11   Commentaires Laisser un commentaire ?

Mme Grenouille

J’ai eu une hysterosalpingographie il y a quelques mois et honnêtement, ce n’est pas aussi pire qu’on peut l’entendre. Le stress qu’on a en venant à l’examen est en partie responsable des désagréments.
À noter, que de nombreux bébés sont conçus juste après l’examen (dont le notre et pourtant les trompes n’étaient pas du tout bouchées). Le jeu peut donc en valoir la chandelle ( même si ça ne marche pas à tous les coups).

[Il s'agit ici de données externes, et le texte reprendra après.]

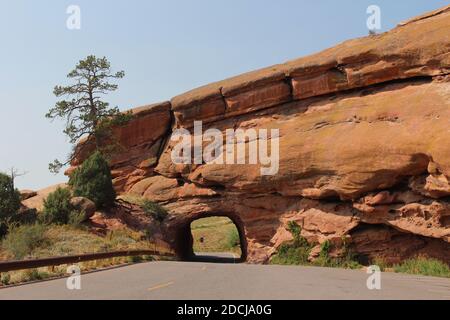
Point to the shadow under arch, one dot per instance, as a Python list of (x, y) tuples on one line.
[(184, 242)]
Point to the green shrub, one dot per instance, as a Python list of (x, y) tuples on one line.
[(93, 180), (295, 252), (155, 210), (21, 240), (289, 253), (298, 250), (424, 266), (76, 218), (9, 197), (5, 278), (233, 239), (57, 207)]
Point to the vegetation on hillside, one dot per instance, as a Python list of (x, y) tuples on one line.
[(93, 180), (86, 114)]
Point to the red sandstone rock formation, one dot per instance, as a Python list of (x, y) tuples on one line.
[(364, 149)]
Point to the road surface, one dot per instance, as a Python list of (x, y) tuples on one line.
[(204, 280)]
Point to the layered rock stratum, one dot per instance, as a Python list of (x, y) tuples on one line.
[(364, 149)]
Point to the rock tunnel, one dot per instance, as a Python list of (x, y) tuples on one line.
[(183, 240)]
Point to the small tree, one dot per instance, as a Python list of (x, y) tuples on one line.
[(85, 113), (9, 197), (57, 207), (93, 180)]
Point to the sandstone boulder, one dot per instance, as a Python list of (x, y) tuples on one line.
[(364, 149)]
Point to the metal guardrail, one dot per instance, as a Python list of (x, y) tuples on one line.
[(6, 266)]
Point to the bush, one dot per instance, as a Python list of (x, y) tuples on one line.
[(294, 252), (424, 266), (93, 180), (21, 240), (233, 239), (9, 197), (155, 210), (57, 207)]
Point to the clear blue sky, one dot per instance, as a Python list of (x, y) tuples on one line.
[(165, 47)]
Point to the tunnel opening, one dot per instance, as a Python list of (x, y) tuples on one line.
[(212, 238)]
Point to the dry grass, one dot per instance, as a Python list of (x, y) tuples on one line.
[(218, 233), (67, 240)]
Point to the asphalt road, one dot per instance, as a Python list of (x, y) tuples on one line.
[(205, 280)]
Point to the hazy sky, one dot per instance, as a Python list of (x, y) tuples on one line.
[(165, 47)]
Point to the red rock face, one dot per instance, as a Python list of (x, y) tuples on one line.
[(364, 149)]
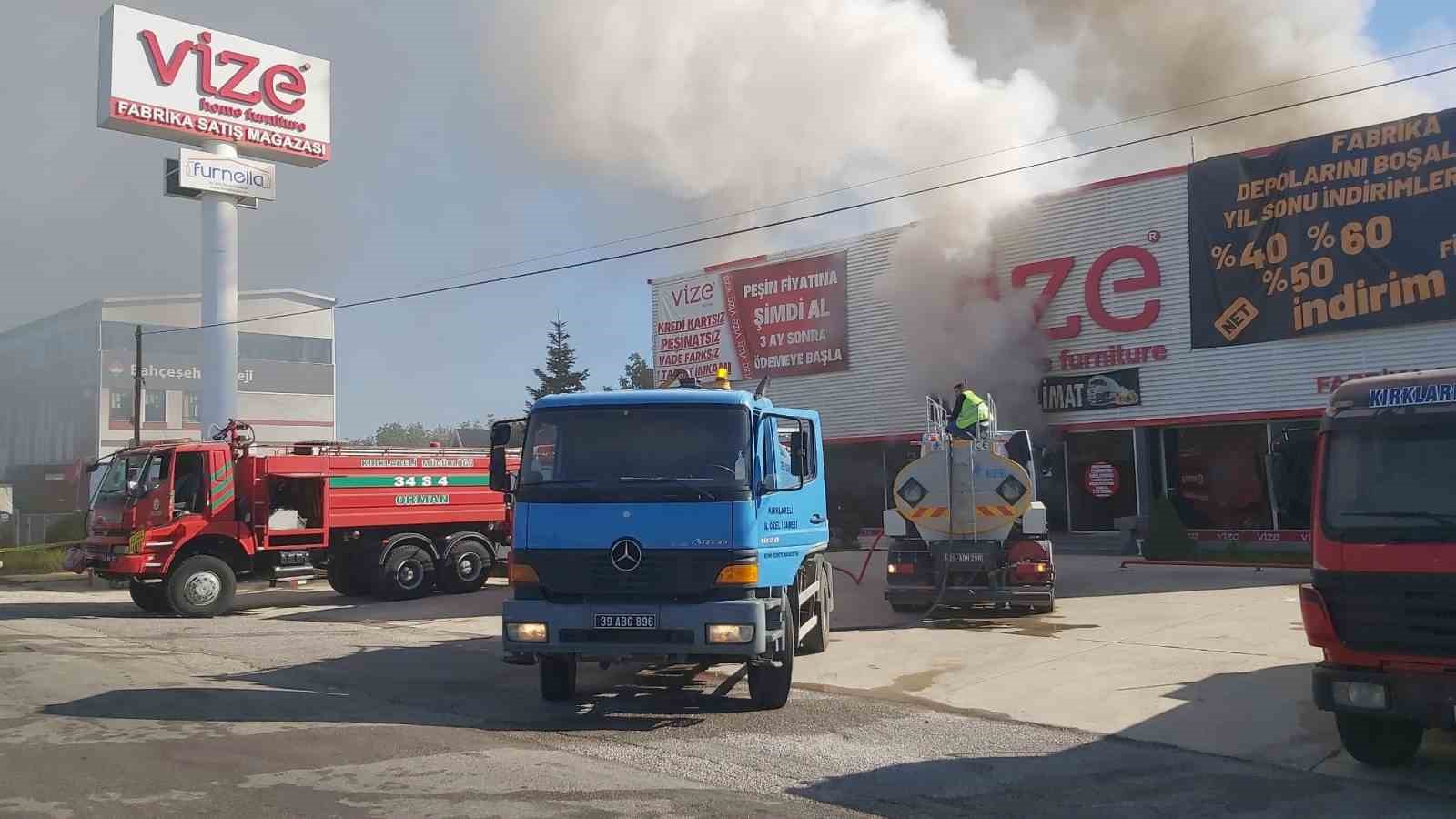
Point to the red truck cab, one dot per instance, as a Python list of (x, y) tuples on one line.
[(1382, 605), (184, 519)]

le 25/09/2017 à 08h36 | Répondre

lacomtessebleue (voir son site)

Merci pour ce commentaire qui en rassurera plus d’une je pense ! Je ne savais pas pour les bébés conçus après cet examen, du coup c’est une motivation supplémentaire pour se plier à cet examen. Ceci dit, un médecin m’a dit un jour (plus tard que la période que je vous raconte dans cet article) que les douleurs qui découlent de cet examen étaient proportionnelles à celle que l’ont avait pendant les règles. Je ne sait pas si ça se vérifie par contre !

le 25/09/2017 à 22h50 | Répondre

Lumi

Personnellement j’ai des règles douloureuses et j’ai souffert pendant l’examen… Une douleur plutôt intense qui a perduré environ 15 minutes après, puis qui a commencé à se dissiper. J’étais quand même contente de ne pas être seule pour rentrer chez moi, parce que je me sentais affaiblie. Tout ça pour dire que ça semble varier d’une femme à l’autre mais qu’il me paraît quand même mieux de se renseigner et de prévoir certains aménagements au cas où (éviter de reprendre le travail juste après, par exemple…).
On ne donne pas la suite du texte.